Daily currency update courtesy of Halo financial


(Catharine Higginson) #1
Yesterday was most notable for the lack of information. The Bank of England left the UK base interest rate on hold and made no change to the £200 billion of quantitative easing it has undertaken. The European Central Bank did very much the same thing. The only difference is that the BOE doesn’t hold a press conference unless it makes a change whilst the ECB has a ‘pressa’ as they are affectionately dubbed, whether they make a change or not.

However, the mere fact that the ECB didn’t show signs of panic in spite of the melee raging around the European area was enough to give the Euro a little boost and it made it back above $1.21 against the US Dollar. The euro was also helped by the comments from a Chinese pension company which decried the feeling that Chinese companies would reduce their Euro denominated reserves and the view from Portugal that it would not need to tap into ECB reserves will also have helped.

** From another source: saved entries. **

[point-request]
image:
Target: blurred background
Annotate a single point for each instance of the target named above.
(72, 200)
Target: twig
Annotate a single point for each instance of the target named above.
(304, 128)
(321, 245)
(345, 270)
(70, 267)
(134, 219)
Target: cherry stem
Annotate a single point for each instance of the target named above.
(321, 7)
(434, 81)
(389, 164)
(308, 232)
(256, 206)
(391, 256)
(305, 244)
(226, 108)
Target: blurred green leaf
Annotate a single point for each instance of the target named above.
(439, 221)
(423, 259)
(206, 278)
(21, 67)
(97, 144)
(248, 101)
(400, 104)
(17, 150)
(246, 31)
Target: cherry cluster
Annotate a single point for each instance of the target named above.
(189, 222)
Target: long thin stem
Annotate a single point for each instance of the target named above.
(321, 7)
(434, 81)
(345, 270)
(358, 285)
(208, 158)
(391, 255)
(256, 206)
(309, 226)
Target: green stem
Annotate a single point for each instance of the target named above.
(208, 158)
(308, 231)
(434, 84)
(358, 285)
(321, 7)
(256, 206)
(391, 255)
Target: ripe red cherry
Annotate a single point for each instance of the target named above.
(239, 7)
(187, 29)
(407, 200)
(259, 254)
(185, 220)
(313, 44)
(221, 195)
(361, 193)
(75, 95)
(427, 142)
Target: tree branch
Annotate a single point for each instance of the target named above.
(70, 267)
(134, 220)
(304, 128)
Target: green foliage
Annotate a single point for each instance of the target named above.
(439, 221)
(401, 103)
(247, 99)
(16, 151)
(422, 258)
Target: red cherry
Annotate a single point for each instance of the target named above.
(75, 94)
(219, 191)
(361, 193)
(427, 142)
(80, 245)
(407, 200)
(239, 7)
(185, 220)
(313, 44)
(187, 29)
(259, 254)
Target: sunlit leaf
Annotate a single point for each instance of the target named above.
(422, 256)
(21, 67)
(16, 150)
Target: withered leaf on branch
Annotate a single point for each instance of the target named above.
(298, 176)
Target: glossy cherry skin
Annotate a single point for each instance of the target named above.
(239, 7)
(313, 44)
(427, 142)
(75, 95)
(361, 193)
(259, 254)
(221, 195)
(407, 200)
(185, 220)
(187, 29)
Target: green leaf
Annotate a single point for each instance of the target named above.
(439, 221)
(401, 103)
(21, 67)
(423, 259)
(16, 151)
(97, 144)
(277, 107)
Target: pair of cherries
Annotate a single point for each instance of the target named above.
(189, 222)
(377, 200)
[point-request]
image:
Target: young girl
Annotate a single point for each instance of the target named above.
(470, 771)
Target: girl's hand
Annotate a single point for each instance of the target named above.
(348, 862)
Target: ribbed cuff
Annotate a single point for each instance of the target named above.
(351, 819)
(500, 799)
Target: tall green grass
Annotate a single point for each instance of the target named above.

That enthusiasm didn’t translate into strength against the Pound though because Sterling is being bought in its own right. This is in spite of President Obama’s attacks on BP (is this some kind of mind game to put England off their stride when they meet the USA team tomorrow? I know it sounds odd but I am just posing the question. I’ll say no more) and in spite of the mixed economic data coming from the UK. Once again, investors and traders are buying into one of the least frightening currencies when the Euro in particular is still a bit of a pariah. The decline in European banking shares seems to indicate that investors see a Greek default as being an inevitable conclusion to the current situation. I am sure the ECB and the German government in particular, hope that is not the case because Germany is now committed to supplying financial support to Greek creditors.



In other news, Chinese reports that their inflation rate hit a 19 month high helped to weaken the Australian and New Zealand Dollars. That may seem an odd correlation but if China is forced to advance its measures to slow economic activity, it will have a negative effect on those countries which export to China and those countries would have less need to hike interest rates. That reduces demand for the Aussie and Kiwi Dollars which have been in great demand for the interest rate yields both countries offer.



Today’s data diary is one of the largest of the week; UK producer prices and US retail sales are the most influential of these and the Pound and US Dolalr should do well if the figures are in line with expectations but all of that may be largely overshadowed by the start of the World Cup. This is a football competition open to the whole world as opposed to the World Series which is a baseball competition open to American and a few Canadian teams. I didn’t want you to get confused. Anyway, come on England.



And finally, Associated Press are reporting on a not very bright crook who, when attending court in Vernon, Connecticut on charges of larceny, took the opportunity to break into a number of cars outside the court and steal, amongst other things, a satnav. However, crime doesn’t pay.....well not if you are stupid anyway.... because he was caught when he tried to sell it to a man in the courthouse who just happened to be the satnav’s rightful owner.